Back to Datahub

Matillion Dpc Post

metadata-ingestion/docs/sources/matillion-dpc/matillion-dpc_post.md

1.6.04.6 KB
Original Source

Capabilities

OpenLineage Namespace Mapping

Optional configuration to map OpenLineage namespace URIs to DataHub platform information. Without this, the connector extracts platform type from URIs with default environment.

Fields:

  • platform_instance: Platform instance identifier (must match source ingestion)
  • database / schema: Defaults for incomplete dataset names from OpenLineage
    • 3-tier platforms (Snowflake, Postgres, Redshift): database.schema.table
    • 2-tier platforms (MySQL, Hive): schema.table
  • convert_urns_to_lowercase: Normalize URNs to lowercase (use true for Snowflake)
  • env: Environment tag (PROD, DEV, etc.)

Fallback behavior: Unmapped namespaces extract platform type from the URI (e.g., postgresql://...postgres) without platform instance assignment.

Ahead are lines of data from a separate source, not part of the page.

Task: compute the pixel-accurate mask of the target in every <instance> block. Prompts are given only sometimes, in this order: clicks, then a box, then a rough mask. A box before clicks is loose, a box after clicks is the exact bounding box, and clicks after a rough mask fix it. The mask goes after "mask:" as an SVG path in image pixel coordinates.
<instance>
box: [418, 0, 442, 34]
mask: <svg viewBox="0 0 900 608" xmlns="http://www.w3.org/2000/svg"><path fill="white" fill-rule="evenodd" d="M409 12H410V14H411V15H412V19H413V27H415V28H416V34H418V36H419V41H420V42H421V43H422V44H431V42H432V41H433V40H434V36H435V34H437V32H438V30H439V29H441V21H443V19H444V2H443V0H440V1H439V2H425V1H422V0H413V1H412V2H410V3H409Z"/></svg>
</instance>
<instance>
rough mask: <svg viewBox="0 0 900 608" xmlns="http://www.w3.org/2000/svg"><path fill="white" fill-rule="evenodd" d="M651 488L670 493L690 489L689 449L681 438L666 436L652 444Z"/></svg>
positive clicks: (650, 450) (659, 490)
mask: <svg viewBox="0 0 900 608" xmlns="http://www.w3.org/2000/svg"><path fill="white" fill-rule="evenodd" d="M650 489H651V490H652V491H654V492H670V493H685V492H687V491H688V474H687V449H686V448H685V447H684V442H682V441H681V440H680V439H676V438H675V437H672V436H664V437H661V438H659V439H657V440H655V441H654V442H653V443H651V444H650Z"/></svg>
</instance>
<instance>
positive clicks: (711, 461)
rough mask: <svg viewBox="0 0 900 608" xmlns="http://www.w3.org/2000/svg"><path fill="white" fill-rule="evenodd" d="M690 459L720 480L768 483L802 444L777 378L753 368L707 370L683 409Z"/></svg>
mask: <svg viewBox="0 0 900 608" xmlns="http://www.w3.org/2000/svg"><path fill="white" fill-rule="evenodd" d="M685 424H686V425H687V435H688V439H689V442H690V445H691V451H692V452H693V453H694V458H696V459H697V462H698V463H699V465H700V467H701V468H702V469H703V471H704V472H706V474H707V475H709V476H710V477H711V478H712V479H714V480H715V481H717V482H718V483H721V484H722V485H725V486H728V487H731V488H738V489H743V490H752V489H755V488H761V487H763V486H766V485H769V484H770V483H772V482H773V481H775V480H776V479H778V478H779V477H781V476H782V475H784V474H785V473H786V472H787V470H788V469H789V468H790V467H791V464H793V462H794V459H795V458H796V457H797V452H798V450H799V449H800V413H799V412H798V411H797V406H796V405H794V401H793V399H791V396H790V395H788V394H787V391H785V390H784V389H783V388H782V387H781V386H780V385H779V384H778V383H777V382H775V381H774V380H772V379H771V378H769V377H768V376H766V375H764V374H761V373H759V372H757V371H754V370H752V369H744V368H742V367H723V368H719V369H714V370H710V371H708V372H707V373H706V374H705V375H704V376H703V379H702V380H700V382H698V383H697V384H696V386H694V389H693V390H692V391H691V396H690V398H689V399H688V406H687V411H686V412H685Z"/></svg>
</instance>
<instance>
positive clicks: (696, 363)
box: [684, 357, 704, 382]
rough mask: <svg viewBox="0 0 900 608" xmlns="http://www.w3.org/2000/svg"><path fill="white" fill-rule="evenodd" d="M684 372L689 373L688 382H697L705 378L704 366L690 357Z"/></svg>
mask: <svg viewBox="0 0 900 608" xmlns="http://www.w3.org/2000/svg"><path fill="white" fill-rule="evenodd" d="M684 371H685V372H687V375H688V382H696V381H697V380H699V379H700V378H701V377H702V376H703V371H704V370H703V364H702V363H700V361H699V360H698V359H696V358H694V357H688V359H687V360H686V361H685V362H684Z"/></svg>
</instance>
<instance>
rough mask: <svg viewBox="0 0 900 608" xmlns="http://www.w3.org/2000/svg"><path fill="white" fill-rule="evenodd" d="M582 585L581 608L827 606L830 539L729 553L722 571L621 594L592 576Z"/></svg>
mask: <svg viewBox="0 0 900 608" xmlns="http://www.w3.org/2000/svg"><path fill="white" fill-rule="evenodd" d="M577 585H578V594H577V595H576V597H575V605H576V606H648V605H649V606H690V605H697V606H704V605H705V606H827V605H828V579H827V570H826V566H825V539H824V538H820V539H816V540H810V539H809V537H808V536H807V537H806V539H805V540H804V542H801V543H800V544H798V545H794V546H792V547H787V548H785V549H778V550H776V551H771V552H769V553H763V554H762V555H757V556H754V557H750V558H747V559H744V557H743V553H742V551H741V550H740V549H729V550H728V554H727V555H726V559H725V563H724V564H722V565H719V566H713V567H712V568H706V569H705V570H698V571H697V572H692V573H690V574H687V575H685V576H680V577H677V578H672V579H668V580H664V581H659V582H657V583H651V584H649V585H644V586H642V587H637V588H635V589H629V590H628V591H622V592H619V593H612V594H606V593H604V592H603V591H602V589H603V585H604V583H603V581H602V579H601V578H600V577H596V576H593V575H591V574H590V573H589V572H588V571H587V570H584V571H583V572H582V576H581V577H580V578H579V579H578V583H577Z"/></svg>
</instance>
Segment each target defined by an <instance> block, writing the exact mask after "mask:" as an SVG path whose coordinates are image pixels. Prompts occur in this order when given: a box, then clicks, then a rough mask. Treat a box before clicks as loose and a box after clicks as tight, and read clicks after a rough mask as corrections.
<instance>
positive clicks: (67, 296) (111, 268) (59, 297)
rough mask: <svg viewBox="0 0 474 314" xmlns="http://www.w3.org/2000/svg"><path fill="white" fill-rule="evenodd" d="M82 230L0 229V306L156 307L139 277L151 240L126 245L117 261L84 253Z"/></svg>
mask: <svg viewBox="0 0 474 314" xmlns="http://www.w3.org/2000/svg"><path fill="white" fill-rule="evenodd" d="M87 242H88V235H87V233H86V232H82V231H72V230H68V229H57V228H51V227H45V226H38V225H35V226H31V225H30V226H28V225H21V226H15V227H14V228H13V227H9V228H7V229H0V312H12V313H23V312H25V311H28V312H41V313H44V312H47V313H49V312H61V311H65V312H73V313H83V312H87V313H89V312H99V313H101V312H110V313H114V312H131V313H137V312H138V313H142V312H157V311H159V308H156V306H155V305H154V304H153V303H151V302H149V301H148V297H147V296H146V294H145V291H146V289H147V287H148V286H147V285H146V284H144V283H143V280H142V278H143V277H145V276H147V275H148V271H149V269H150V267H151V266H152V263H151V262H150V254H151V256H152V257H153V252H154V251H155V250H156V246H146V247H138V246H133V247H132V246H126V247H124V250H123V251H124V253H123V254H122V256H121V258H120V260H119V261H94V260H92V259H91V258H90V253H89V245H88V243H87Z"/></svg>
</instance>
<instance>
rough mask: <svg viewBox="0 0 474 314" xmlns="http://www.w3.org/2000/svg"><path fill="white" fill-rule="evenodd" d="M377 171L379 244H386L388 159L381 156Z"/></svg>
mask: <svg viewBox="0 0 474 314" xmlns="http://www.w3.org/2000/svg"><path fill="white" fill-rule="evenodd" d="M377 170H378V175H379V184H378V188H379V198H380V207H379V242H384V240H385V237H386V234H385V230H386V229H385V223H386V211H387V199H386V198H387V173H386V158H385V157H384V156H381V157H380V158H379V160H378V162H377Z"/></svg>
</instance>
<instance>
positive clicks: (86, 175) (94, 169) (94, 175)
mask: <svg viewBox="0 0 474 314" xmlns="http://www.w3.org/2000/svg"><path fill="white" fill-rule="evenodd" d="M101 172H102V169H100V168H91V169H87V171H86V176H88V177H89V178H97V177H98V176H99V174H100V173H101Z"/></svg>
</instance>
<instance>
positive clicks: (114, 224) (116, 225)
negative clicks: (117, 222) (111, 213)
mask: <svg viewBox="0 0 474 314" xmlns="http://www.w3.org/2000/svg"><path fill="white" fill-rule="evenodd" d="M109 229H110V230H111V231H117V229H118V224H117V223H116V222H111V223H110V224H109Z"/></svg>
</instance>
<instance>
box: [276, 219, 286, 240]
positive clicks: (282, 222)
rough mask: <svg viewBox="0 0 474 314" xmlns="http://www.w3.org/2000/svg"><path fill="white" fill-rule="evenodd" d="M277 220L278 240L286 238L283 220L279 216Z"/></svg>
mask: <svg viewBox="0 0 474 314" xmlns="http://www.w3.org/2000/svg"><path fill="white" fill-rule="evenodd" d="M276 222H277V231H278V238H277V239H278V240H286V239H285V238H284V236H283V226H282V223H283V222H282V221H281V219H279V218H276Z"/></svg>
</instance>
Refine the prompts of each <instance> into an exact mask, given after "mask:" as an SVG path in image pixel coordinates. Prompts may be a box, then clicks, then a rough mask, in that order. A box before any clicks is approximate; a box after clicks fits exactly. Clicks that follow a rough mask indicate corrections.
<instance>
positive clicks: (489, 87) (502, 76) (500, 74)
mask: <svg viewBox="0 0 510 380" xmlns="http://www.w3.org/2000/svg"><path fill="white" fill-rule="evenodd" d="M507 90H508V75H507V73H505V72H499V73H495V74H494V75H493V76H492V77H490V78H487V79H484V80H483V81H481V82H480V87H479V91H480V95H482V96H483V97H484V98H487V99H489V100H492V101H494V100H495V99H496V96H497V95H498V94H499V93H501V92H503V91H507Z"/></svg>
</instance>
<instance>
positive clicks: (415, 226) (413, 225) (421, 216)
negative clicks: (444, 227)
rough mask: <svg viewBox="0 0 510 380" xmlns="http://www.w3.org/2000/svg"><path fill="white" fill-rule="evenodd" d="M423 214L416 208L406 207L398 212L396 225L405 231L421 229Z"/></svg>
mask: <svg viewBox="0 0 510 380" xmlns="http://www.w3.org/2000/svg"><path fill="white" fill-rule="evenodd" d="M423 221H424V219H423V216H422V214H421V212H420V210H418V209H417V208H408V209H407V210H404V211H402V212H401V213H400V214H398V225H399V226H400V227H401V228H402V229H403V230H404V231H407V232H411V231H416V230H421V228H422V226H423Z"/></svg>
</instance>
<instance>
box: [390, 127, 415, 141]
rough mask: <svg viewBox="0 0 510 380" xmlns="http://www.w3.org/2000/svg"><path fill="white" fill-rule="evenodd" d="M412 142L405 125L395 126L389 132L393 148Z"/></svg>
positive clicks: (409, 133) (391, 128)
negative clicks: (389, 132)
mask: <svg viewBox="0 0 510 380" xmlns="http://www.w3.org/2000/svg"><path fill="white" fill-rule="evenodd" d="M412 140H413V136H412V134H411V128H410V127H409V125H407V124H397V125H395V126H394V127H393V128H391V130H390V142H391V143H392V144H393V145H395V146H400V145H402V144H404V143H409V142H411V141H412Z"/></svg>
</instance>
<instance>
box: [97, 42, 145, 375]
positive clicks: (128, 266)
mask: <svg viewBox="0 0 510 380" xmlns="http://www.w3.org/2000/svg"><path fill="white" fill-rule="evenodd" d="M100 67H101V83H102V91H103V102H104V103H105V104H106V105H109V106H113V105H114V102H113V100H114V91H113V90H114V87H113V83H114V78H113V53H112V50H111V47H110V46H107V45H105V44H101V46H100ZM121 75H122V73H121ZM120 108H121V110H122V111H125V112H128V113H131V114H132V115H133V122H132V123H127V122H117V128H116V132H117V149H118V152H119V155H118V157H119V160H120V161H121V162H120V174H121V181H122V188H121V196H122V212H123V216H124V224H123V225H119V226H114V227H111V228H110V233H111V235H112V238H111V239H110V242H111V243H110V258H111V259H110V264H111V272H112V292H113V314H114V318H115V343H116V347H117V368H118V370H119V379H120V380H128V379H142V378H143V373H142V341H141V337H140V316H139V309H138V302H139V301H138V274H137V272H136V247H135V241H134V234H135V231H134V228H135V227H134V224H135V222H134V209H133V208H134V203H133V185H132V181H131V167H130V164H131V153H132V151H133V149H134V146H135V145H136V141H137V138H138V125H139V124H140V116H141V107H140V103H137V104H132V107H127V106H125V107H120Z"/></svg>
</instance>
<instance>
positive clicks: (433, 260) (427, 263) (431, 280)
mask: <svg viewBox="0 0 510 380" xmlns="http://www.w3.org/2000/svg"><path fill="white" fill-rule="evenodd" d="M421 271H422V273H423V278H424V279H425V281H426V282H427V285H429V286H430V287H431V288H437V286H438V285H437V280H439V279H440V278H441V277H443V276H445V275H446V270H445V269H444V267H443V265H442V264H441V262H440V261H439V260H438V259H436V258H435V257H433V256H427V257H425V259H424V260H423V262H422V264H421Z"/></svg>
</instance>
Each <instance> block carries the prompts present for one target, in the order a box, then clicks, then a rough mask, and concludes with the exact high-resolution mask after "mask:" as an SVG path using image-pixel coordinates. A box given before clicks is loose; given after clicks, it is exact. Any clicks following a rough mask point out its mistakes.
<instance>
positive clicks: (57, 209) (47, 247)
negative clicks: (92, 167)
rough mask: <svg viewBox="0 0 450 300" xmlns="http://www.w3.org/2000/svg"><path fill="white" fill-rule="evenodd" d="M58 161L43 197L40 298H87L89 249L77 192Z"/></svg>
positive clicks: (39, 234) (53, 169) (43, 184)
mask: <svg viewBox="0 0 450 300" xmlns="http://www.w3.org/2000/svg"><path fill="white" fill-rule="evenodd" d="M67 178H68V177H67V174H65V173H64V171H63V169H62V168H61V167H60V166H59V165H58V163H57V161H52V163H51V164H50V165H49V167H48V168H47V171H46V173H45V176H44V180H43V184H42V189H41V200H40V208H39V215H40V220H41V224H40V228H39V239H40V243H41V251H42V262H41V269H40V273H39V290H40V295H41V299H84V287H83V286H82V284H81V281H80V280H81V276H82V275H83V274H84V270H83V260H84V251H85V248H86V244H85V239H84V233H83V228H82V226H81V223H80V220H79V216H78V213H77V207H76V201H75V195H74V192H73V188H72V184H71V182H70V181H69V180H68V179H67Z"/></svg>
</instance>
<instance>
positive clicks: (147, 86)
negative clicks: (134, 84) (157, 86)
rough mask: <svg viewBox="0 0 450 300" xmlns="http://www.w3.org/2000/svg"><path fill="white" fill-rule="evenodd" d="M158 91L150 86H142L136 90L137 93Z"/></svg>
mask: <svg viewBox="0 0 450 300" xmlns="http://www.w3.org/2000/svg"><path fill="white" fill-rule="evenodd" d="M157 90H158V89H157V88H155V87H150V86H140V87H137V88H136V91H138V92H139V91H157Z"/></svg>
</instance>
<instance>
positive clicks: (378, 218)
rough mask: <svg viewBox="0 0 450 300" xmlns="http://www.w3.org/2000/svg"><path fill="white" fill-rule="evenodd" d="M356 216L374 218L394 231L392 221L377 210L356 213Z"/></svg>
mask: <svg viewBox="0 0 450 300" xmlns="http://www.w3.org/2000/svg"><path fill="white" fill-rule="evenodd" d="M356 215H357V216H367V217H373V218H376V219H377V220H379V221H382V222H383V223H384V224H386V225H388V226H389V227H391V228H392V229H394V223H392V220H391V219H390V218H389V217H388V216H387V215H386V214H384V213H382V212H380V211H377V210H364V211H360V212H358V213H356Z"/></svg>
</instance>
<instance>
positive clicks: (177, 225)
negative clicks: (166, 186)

SQL Parsing for Column-Level Lineage

Enable parse_sql_for_lineage: true to parse SQL queries from OpenLineage events for additional column-level lineage.

Requirements:

  • DataHub graph connection configured
  • Schema information in OpenLineage events

Platform-Specific Handling

Snowflake: Use convert_urns_to_lowercase: true in namespace mapping

BigQuery: 3-tier naming (project.dataset.table). Set database: project-id, schema: dataset-name

MySQL / 2-tier: 2-tier naming (schema.table). Set schema only

Postgres / Redshift: 3-tier naming (database.schema.table). Set both database and schema

Filtering Options

The connector supports flexible regex-based filtering to control what metadata is ingested.

Project Filtering
yaml
project_patterns:
  allow: ["^prod-.*", "^staging-.*"]
  deny: [".*-deprecated$"]
Environment Filtering
yaml
environment_patterns:
  allow: ["^production$", "^staging$"]
  deny: ["^sandbox.*"]
Pipeline Filtering
yaml
pipeline_patterns:
  allow: [".*"]
  deny: ["^test_.*", ".*_backup$"]
Streaming Pipeline Filtering
yaml
streaming_pipeline_patterns:
  allow: ["^cdc_.*"]
  deny: [".*_test$"]

All patterns are case-insensitive by default and support full regex syntax. Deny patterns take precedence over allow patterns.

Child Pipeline Dependencies

The connector automatically detects and tracks when pipelines call other pipelines (via "Run Pipeline" components). This creates step-level dependency relationships in DataHub, showing:

  • Which pipeline steps trigger child pipelines
  • Complete execution lineage across pipeline orchestrations
  • Cross-pipeline data flow for comprehensive impact analysis

No configuration needed — this feature is automatic when execution history is ingested.

Published vs Unpublished Pipelines

The connector can discover pipelines from two sources:

  1. Published Pipelines — Pipelines explicitly published in Matillion DPC (fetched from /published-pipelines API)
  2. Unpublished Pipelines — Pipelines discovered from recent execution history (fetched from /pipeline-executions API)

By default, both types are ingested. To only ingest published pipelines:

yaml
include_unpublished_pipelines: false

This is useful when:

  • You want to control what appears in DataHub via Matillion's publish workflow
  • You have many development/test pipelines that run but shouldn't be documented
  • You want to reduce ingestion time and API calls

Limitations

  • SQL parsing for column-level lineage requires a DataHub graph connection and schema information in OpenLineage events. Unsupported SQL dialects or complex queries are skipped with a warning.
  • Column-level lineage is only available when Matillion pipelines emit SQL via OpenLineage; transformations without SQL output will have coarse-grained lineage only.

Troubleshooting

Lineage Not Showing Up

  1. Verify namespace mapping matches source ingestion platform instances
  2. Check logs for Processing OpenLineage event messages
  3. Confirm dataset names in OpenLineage match actual tables

Column-Level Lineage Missing

Enable parse_sql_for_lineage: true (requires DataHub graph connection).

Execution History Not Appearing

  1. Adjust start_time to query further back in time if needed
  2. Verify API permissions for Pipeline Executions API

Performance Issues

  1. Reduce time window by adjusting start_time (e.g., only last 7 days instead of 30)
  2. Use filtering patterns to reduce scope:
    • project_patterns to filter projects
    • environment_patterns to filter environments
    • pipeline_patterns to filter pipelines
    • streaming_pipeline_patterns to filter streaming pipelines
  3. Disable include_streaming_pipelines if not needed
  4. Increase api_config.request_timeout_sec if needed